Picturephone was a huge flop for Bell, even though they came close to inventing the internet. This was mostly due to the ridiculous cost of the device and the service charges. EngineerGuy has made a great video about this:
They didn't. Picturephone used a T-2 carrier which transmits at 6.312 Mbps. It's part of the reason they didn't catch on as that type of circuit was extremely expensive.
Why isn't the other person holding a receiver?
I would bet the photo is a mockup or proof of concept from the event.
I was there and remember seeing it.
I was surprised that they got it to work over a regular phone line.
Bell's system was actually introduced almost three decades after the first commercial use of video telephony in 1930s Germany.
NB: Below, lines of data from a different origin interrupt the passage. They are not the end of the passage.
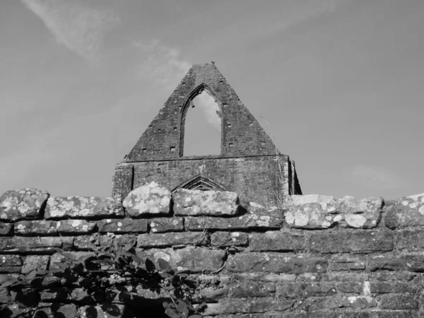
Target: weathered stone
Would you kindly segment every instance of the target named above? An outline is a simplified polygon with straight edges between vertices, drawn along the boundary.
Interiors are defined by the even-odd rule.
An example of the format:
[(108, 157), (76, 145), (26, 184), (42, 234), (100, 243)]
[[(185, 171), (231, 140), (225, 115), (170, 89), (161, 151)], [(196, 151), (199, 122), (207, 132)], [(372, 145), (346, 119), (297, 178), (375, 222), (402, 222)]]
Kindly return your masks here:
[(423, 252), (424, 230), (396, 231), (396, 247), (399, 252)]
[(140, 234), (137, 247), (168, 247), (175, 245), (206, 245), (208, 237), (204, 233), (179, 232), (175, 233)]
[(15, 223), (15, 234), (26, 236), (57, 235), (57, 222), (46, 220), (34, 220)]
[(267, 213), (248, 213), (235, 218), (194, 217), (184, 218), (185, 228), (191, 231), (204, 230), (240, 230), (248, 229), (280, 229), (283, 224), (283, 213), (269, 210)]
[(211, 244), (218, 247), (247, 246), (249, 235), (242, 232), (216, 232), (211, 235)]
[(279, 253), (240, 253), (227, 261), (232, 271), (271, 271), (273, 273), (324, 273), (328, 262), (324, 259), (288, 256)]
[(306, 238), (302, 234), (287, 231), (268, 231), (249, 235), (250, 251), (295, 251), (304, 249)]
[(138, 217), (148, 214), (169, 214), (171, 192), (155, 182), (132, 190), (122, 204), (128, 215)]
[(248, 297), (271, 297), (276, 292), (276, 285), (255, 281), (238, 281), (229, 284), (228, 296), (235, 298)]
[[(221, 315), (223, 314), (263, 313), (266, 312), (283, 312), (294, 304), (294, 300), (263, 298), (224, 299), (217, 304), (208, 304), (205, 315)], [(251, 317), (251, 316), (249, 316)], [(272, 316), (271, 316), (272, 317)]]
[(0, 236), (9, 235), (13, 230), (13, 225), (0, 223)]
[(392, 293), (416, 293), (419, 286), (411, 282), (403, 281), (371, 281), (370, 290), (373, 294), (386, 294)]
[(285, 298), (331, 296), (336, 293), (336, 284), (331, 282), (277, 284), (277, 295)]
[(25, 237), (16, 236), (0, 240), (0, 252), (37, 252), (54, 253), (57, 249), (69, 249), (72, 247), (73, 237)]
[(333, 196), (290, 196), (285, 207), (285, 222), (293, 228), (328, 228), (342, 219), (339, 203)]
[(62, 220), (57, 222), (57, 231), (61, 234), (88, 234), (95, 229), (97, 225), (94, 222), (86, 220)]
[(45, 270), (47, 269), (49, 259), (48, 255), (28, 255), (23, 261), (22, 266), (22, 273), (27, 273), (34, 269)]
[(336, 316), (338, 318), (412, 318), (410, 312), (407, 311), (388, 311), (379, 310), (365, 312), (344, 312), (343, 316)]
[(124, 216), (119, 201), (99, 196), (56, 196), (49, 198), (45, 218), (92, 218)]
[(347, 256), (334, 256), (330, 259), (331, 271), (355, 271), (365, 269), (365, 261)]
[(128, 317), (129, 309), (121, 304), (103, 304), (101, 306), (80, 307), (79, 313), (81, 317), (86, 318), (123, 318), (125, 312)]
[[(66, 254), (72, 255), (72, 257), (74, 259), (79, 259), (82, 257), (90, 257), (90, 256), (94, 257), (95, 256), (94, 253), (91, 253), (90, 252), (66, 252)], [(57, 266), (57, 265), (56, 265), (56, 264), (61, 263), (62, 260), (66, 261), (66, 259), (67, 259), (67, 258), (66, 257), (64, 257), (64, 255), (62, 255), (60, 252), (54, 254), (53, 255), (52, 255), (50, 257), (49, 269), (59, 269), (59, 267)], [(66, 263), (66, 261), (65, 261), (65, 263)]]
[(94, 250), (98, 247), (118, 247), (131, 244), (135, 247), (137, 237), (131, 235), (82, 235), (75, 237), (73, 246), (77, 249)]
[(181, 232), (184, 230), (183, 218), (157, 218), (150, 223), (151, 232)]
[(0, 273), (20, 273), (22, 264), (18, 255), (1, 255)]
[(287, 200), (285, 221), (293, 228), (324, 229), (336, 223), (358, 228), (375, 228), (380, 220), (382, 198), (356, 199), (310, 194)]
[(389, 228), (424, 225), (424, 193), (401, 198), (384, 206)]
[(368, 260), (367, 266), (370, 271), (424, 271), (424, 255), (378, 255)]
[(145, 233), (147, 232), (147, 220), (106, 219), (98, 223), (101, 233)]
[(382, 198), (357, 199), (346, 196), (338, 201), (341, 213), (348, 226), (373, 228), (378, 225), (383, 208)]
[(365, 309), (377, 307), (377, 302), (370, 296), (338, 296), (306, 298), (296, 309), (306, 312), (333, 310), (342, 307)]
[(235, 192), (178, 189), (172, 194), (176, 216), (235, 216), (239, 199)]
[(382, 309), (415, 310), (418, 307), (417, 301), (411, 294), (384, 295), (379, 300)]
[(194, 247), (180, 249), (152, 249), (141, 253), (144, 254), (146, 257), (153, 257), (156, 262), (159, 259), (163, 259), (178, 271), (184, 270), (193, 273), (218, 271), (223, 265), (226, 255), (225, 251), (223, 250)]
[(46, 191), (33, 188), (8, 191), (0, 196), (0, 219), (37, 218), (49, 196)]
[(310, 250), (321, 253), (370, 253), (393, 249), (393, 237), (384, 232), (355, 231), (312, 233)]

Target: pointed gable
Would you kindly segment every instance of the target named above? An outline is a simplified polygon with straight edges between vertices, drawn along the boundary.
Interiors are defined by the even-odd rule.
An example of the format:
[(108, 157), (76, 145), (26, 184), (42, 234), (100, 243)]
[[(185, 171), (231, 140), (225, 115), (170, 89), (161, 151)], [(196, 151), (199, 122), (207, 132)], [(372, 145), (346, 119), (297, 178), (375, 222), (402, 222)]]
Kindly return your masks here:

Decades of progress resulted in a higher resolution and superior image quality however (250 instead of 160 lines) and Bell's videophone was much smaller and cheaper, thanks to advances in electronics, for example printed circuit boards.
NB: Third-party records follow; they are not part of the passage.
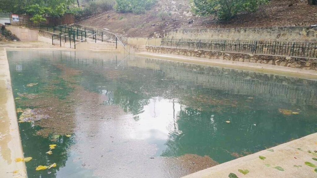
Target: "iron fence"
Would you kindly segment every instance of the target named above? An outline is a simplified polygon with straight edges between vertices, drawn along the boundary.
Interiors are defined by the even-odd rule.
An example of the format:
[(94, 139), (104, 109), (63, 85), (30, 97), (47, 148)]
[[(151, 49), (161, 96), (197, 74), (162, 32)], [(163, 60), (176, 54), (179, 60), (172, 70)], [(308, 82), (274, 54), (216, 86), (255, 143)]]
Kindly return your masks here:
[(149, 38), (147, 45), (177, 48), (317, 58), (317, 43)]

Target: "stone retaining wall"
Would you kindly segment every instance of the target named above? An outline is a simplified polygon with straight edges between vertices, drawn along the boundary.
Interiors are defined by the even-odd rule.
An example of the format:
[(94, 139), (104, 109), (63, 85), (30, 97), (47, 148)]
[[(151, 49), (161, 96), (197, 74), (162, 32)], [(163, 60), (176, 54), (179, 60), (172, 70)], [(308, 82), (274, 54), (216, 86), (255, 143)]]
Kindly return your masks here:
[(181, 29), (164, 33), (168, 38), (317, 42), (316, 27)]
[(271, 64), (317, 70), (317, 59), (224, 51), (177, 49), (147, 46), (148, 52), (172, 54), (213, 59)]

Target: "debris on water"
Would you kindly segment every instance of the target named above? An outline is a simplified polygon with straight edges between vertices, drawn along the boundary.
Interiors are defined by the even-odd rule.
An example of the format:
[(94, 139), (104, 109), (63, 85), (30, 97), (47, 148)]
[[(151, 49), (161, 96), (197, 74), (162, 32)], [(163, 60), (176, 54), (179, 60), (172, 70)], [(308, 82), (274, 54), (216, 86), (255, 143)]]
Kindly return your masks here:
[(22, 113), (20, 116), (19, 119), (19, 122), (34, 122), (40, 120), (42, 119), (47, 119), (49, 117), (47, 115), (44, 115), (40, 114), (42, 111), (40, 109), (26, 109), (22, 110), (20, 108), (16, 109), (16, 112)]
[(299, 112), (294, 112), (290, 110), (287, 109), (278, 109), (278, 111), (280, 112), (281, 112), (284, 115), (291, 115), (292, 114), (298, 114)]
[(34, 86), (35, 85), (37, 85), (38, 84), (38, 83), (29, 83), (29, 84), (28, 84), (28, 85), (26, 85), (26, 86)]

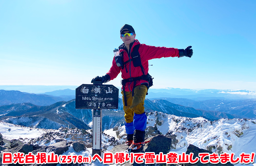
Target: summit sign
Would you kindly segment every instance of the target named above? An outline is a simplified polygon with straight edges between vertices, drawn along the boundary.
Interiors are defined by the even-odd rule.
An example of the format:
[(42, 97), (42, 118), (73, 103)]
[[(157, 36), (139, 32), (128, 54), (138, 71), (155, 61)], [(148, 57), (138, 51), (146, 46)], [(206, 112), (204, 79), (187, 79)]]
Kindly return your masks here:
[(82, 84), (76, 89), (76, 108), (117, 109), (119, 90), (112, 85)]

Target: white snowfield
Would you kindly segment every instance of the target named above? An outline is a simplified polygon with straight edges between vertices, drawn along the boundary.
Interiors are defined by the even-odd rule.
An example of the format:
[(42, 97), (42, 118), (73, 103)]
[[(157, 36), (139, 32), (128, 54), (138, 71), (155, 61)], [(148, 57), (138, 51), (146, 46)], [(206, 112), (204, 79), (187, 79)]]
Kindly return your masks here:
[(4, 138), (8, 140), (20, 138), (23, 139), (37, 138), (50, 130), (52, 130), (33, 128), (0, 122), (0, 133)]
[[(250, 154), (256, 152), (256, 120), (222, 119), (211, 122), (201, 117), (179, 117), (161, 112), (149, 113), (147, 118), (147, 126), (155, 126), (163, 134), (168, 133), (167, 134), (177, 136), (176, 139), (178, 143), (174, 146), (175, 149), (171, 149), (171, 152), (181, 154), (182, 152), (186, 152), (189, 145), (192, 144), (200, 148), (210, 149), (216, 153), (234, 153), (236, 157), (239, 157), (239, 155), (243, 152)], [(120, 127), (118, 131), (120, 133), (119, 136), (125, 135), (124, 126)], [(115, 137), (120, 143), (124, 142), (124, 137), (120, 137), (122, 138), (118, 139), (116, 131), (111, 129), (105, 130), (104, 132)], [(59, 131), (57, 130), (34, 128), (0, 122), (0, 133), (4, 138), (9, 140), (22, 138), (24, 141), (28, 142), (30, 139), (40, 137), (44, 133), (50, 132)], [(107, 141), (108, 138), (103, 135), (102, 136), (102, 146), (108, 146), (107, 149), (107, 151), (108, 151), (113, 147), (109, 146), (110, 144)], [(54, 141), (51, 141), (45, 145), (54, 143)], [(81, 155), (87, 157), (91, 155), (91, 148), (77, 153), (74, 150), (71, 145), (68, 150), (63, 154)], [(256, 166), (256, 164), (251, 163), (243, 165), (252, 166), (253, 164)], [(241, 165), (239, 164), (235, 165)], [(85, 165), (108, 165), (95, 161)]]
Looking back further, pretty much as soon as the conventional telephone was introduced, visionaries imagined video telephony. It's been a staple of sci-fi literature since the last quarter of the 19th century.
Then turning the device over, he will hear the voice of his friend and see his face on the screen, in color and in three dimensions. If he does not see and hear him he will know that the friend is dead.
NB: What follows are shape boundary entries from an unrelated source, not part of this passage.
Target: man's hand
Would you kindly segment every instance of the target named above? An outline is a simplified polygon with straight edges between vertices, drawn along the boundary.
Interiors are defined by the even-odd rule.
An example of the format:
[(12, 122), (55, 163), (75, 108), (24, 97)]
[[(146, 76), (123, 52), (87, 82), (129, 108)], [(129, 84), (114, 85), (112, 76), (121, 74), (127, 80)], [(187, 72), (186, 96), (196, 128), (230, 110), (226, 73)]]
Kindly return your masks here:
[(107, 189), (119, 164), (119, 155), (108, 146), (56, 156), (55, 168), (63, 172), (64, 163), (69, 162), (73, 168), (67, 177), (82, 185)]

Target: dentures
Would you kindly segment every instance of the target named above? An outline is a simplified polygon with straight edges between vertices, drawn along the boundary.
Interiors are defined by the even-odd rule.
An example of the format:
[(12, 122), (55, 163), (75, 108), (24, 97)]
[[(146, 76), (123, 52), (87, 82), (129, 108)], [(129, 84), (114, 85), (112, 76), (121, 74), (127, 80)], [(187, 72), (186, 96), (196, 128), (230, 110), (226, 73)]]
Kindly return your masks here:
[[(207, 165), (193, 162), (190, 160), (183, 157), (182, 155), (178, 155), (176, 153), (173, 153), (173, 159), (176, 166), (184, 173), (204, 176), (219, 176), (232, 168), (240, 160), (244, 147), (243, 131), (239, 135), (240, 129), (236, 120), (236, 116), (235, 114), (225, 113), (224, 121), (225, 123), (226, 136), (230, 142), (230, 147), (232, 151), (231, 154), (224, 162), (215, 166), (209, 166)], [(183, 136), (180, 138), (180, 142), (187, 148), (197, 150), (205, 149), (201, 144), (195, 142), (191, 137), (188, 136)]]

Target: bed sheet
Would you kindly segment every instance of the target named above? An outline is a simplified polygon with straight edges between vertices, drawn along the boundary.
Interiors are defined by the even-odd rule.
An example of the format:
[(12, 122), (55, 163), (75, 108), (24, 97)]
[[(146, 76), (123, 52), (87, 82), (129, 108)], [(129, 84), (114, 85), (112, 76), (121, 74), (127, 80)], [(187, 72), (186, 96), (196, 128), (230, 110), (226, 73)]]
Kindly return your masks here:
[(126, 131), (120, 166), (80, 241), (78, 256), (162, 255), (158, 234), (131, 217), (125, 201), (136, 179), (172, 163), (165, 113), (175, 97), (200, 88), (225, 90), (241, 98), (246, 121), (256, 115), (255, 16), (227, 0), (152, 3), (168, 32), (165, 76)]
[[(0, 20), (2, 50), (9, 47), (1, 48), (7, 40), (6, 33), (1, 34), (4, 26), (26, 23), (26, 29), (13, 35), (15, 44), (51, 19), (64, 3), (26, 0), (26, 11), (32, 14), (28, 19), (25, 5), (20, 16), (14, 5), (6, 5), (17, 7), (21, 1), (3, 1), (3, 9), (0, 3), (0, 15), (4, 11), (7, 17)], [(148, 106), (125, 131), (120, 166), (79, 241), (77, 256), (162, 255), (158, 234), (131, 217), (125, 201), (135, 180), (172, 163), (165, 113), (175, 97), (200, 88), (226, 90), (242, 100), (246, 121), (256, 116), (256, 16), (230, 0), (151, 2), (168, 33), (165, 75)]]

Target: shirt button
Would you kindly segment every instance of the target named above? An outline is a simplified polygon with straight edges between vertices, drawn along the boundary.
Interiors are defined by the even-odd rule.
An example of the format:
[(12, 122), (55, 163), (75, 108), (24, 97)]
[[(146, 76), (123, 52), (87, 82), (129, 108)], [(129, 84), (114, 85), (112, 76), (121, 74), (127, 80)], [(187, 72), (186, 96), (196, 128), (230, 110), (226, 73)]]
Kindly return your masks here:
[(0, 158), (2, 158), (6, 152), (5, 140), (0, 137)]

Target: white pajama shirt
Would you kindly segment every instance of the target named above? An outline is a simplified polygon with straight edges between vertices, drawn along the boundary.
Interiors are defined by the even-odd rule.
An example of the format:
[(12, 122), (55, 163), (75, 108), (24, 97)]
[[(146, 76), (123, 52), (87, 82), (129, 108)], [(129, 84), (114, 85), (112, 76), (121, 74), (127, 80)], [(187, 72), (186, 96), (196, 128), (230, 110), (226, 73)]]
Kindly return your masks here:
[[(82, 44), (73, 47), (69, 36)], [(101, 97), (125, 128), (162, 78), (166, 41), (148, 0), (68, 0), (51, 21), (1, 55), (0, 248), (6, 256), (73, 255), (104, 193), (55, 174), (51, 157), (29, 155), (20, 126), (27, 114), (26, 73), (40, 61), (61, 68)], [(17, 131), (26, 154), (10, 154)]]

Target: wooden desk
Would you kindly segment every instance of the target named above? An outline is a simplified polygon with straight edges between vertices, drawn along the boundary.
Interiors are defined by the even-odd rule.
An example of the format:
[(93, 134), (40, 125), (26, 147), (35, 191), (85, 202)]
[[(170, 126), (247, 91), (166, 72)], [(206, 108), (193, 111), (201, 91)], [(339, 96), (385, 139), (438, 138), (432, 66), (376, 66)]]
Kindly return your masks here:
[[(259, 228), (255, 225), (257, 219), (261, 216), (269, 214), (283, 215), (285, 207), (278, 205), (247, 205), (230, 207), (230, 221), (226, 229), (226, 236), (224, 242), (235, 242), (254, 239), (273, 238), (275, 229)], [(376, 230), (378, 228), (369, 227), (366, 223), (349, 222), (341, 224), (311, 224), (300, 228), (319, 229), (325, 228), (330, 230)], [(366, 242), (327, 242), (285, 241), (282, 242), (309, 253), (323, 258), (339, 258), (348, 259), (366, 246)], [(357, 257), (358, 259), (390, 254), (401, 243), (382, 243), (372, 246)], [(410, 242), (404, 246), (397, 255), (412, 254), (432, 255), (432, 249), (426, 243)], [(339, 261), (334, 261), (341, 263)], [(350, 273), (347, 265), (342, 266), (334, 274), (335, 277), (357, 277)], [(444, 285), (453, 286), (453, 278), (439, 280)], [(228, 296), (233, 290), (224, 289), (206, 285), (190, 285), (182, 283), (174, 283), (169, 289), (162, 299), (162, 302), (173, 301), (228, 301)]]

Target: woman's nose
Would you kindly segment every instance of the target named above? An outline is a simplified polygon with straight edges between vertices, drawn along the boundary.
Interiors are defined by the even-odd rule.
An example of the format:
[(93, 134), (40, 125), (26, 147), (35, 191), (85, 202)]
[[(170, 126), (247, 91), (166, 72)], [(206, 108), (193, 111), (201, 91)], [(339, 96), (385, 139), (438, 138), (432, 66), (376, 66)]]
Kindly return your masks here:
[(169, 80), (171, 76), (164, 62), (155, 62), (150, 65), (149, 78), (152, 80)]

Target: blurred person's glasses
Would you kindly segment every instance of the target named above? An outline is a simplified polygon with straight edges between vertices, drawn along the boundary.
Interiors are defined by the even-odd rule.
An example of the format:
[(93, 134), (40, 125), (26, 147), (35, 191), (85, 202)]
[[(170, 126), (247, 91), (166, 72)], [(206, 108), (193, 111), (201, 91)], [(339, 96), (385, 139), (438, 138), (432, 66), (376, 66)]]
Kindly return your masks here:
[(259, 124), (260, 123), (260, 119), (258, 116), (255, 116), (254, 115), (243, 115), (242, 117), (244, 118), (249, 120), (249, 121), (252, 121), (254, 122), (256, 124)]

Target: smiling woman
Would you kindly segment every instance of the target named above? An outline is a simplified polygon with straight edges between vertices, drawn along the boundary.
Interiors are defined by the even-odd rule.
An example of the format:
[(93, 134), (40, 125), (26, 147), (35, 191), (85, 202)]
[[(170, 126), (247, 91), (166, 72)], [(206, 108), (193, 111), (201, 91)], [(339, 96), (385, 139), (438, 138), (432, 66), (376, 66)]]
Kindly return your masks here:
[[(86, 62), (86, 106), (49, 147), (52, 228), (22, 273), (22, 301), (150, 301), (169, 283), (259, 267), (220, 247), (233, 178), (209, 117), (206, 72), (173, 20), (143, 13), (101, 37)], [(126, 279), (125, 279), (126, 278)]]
Or, you know, on the can. Jesus, Germans - lighten up.
It all comes from information theory, a field which started developing in the early 50s to understand and optimize phone systems (almost single-handedly by one dude--Claude Shannon). It has discovered cool things like the amount of information a single letter carries) and
My point being: yes, megabits, megabauds, bits per second and the like are all units used since then in info theory. So yes, although not as commonly, most phones being analog.
Really? Remember any other futuristic gems?
We literally all have picture phones now, and almost never use them.
They weren't as cool as the idea of them.
Women didn't want it in their homes, because the phone might ring when they weren't dressed up or didn't have makeup on.
My parents saw it in 1964 and weren't impressed.